Retour à la normale ? Pas pour le transport interurbain par autocar, qui n’a jamais retrouvé son niveau de service d’avant la pandémie. Québec est interpellé de toutes parts.

« Ce qui n’a pas de bon sens, c’est que le transport par autocar n’a jamais été considéré comme du transport en commun parce que sinon, [les gouvernements] auraient été obligés de le financer. Donc ce sont des compagnies qui ont à s’autofinancer. On demande à une compagnie privée de faire un service qui devrait être un service public. Ça, c’est compliqué », souligne Catherine Morency, professeure à Polytechnique Montréal et titulaire de deux chaires en mobilité.

Une solution pourrait être de créer une autorité « qui aurait comme tâche d’organiser le transport interurbain et de donner les contrats à des privés pour exploiter ces lignes », avance André Lavoie, président de l’Association des transports collectifs ruraux du Québec (ATCRQ), qui regroupe 78 MRC offrant du transport collectif local.

Il y aurait une sorte d’entité qui tisserait la toile d’araignée pour gérer le transport interurbain. Comme ça, au moins, il y aurait de la planification plus orientée vers le bien commun.

André Lavoie, président de l’Association des transports collectifs ruraux du Québec 

Le secteur réfléchit à des pistes de solution depuis longtemps, assure la Fédération des transporteurs par autobus.

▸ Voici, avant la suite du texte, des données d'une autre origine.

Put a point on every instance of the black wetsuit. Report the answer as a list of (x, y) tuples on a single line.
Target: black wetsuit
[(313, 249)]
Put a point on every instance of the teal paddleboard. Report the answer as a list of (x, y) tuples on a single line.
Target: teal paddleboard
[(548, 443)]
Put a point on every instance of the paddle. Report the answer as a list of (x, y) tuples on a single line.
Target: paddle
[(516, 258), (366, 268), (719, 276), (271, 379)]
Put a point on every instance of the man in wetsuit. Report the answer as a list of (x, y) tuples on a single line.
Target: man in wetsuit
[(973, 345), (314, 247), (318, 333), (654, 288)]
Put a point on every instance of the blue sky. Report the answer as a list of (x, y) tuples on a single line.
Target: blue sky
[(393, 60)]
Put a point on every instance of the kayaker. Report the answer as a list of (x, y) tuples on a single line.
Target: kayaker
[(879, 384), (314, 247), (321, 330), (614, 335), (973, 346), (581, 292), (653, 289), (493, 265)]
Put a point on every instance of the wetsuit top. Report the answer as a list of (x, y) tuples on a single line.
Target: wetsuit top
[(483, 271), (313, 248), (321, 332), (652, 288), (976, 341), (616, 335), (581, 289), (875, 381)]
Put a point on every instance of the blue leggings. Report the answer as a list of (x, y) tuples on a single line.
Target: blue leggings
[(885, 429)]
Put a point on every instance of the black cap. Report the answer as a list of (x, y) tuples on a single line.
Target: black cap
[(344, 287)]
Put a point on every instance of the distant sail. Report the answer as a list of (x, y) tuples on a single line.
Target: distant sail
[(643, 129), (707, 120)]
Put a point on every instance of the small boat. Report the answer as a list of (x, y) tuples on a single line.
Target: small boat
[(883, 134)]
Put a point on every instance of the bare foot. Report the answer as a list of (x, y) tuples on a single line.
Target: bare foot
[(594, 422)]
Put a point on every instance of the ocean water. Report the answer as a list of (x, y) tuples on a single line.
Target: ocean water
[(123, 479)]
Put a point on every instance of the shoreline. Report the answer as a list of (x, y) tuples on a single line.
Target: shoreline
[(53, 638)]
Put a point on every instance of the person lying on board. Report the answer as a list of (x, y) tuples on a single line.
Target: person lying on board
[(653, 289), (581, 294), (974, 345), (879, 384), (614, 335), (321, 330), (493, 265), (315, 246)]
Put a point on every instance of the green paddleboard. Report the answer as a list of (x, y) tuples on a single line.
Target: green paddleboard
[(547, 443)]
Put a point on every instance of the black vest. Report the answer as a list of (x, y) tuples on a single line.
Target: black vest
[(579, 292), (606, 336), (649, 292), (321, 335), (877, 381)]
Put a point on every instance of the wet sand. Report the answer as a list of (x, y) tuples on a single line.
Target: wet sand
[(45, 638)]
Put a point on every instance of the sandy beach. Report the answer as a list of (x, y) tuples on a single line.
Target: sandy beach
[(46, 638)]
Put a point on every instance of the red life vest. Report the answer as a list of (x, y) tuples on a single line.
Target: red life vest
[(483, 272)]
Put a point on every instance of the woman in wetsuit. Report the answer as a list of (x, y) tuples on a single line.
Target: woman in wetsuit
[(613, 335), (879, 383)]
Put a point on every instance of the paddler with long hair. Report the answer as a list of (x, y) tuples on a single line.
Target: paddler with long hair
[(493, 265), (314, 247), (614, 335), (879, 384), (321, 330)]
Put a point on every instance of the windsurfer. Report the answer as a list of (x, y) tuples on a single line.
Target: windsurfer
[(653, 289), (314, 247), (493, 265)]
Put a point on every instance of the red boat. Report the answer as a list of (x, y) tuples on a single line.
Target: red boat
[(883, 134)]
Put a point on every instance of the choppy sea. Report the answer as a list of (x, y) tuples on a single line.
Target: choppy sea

« Avant la pandémie, nous avions beaucoup de discussions et de tables de réflexion avec le ministère des Transports pour faciliter l’accès au transport interurbain, rendre les circuits plus fluides, que l’interconnexion soit plus efficace, qu’on rende ça un petit peu plus agile comme système », dit le PDG de la fédération, Luc Lafrance. « On est à reprendre ces discussions. »

Le Ministère avait donné un important mandat de recherche sur la mobilité interurbaine à Polytechnique en 2018, mais ces travaux ont été retardés par la pandémie. Mme Morency et son collègue Martin Trépanier doivent notamment réaliser une première enquête nationale sur les déplacements interurbains, qui couvrira une bonne partie de l’année.

PHOTO CAROLINE PERRON, FOURNIE PAR CATHERINE MORENCY

Catherine Morency, professeure à Polytechnique Montréal et titulaire de deux chaires en mobilité

Ce qui est difficile avec les déplacements de longue distance, c’est qu’ils ne sont pas fréquents, pas réguliers, et que c’est un petit pourcentage de la population qui en fait beaucoup.

Catherine Morency, professeure à Polytechnique Montréal et titulaire de deux chaires en mobilité

« Le modèle actuel ne fonctionne plus »

Au cabinet de la ministre des Transports, Geneviève Guilbault, on dit avoir « octroyé plus de 15 millions de dollars en aide d’urgence » durant la pandémie. Et depuis le « retour à la normale », « c’est près de 716 millions qui sont investis pour conserver, accroître ou améliorer l’offre de services de transport interurbain, notamment », a en outre indiqué le cabinet de la ministre dans sa déclaration écrite, sans préciser ce qui était inclus dans cette somme.

Un soutien que le secteur « veut voir amélioré, et bonifié si c’était possible », dit M. Lafrance. On veut aussi « voir s’il n’y a pas d’autres soutiens qu’on pourrait obtenir pour mettre en place des plateformes du côté des billetteries, pour que ça puisse être plus fluide entre les différentes lignes de transport interurbain ».

Le transport interurbain « fait partie des différents chantiers qu’on a, on parle évidemment aux transporteurs », mais la réflexion pourrait être liée à celle sur le rôle des MRC et des régions dans l’offre de transport en région, indique Jonathan Guay, conseiller spécial au cabinet de la ministre.

« Si on arrive à mieux fédérer les régions et à favoriser les regroupements, est-ce qu’ultimement, il y aurait moyen d’avoir un momentum qui pourrait amener davantage de passagers vers l’interurbain, donc faire du rabattement et avoir de meilleures synergies ? »

PHOTO ROBERT SKINNER, ARCHIVES LA PRESSE

Sarah V. Doyon, directrice générale de Trajectoire Québec

Après avoir surtout milité pour les transports en commun ces dernières années, Trajectoire Québec a récemment décidé de s’attaquer au transport par autocar, « qui a beaucoup de misère », révèle sa DG, Sarah V. Doyon. L’organisme veut « arriver avec une proposition pour réformer le transport interurbain terrestre » au printemps prochain.

« À part que tout le monde s’entend que le modèle actuel ne fonctionne plus, il n’y a pas vraiment de proposition sur la table. », dit Mme Doyon.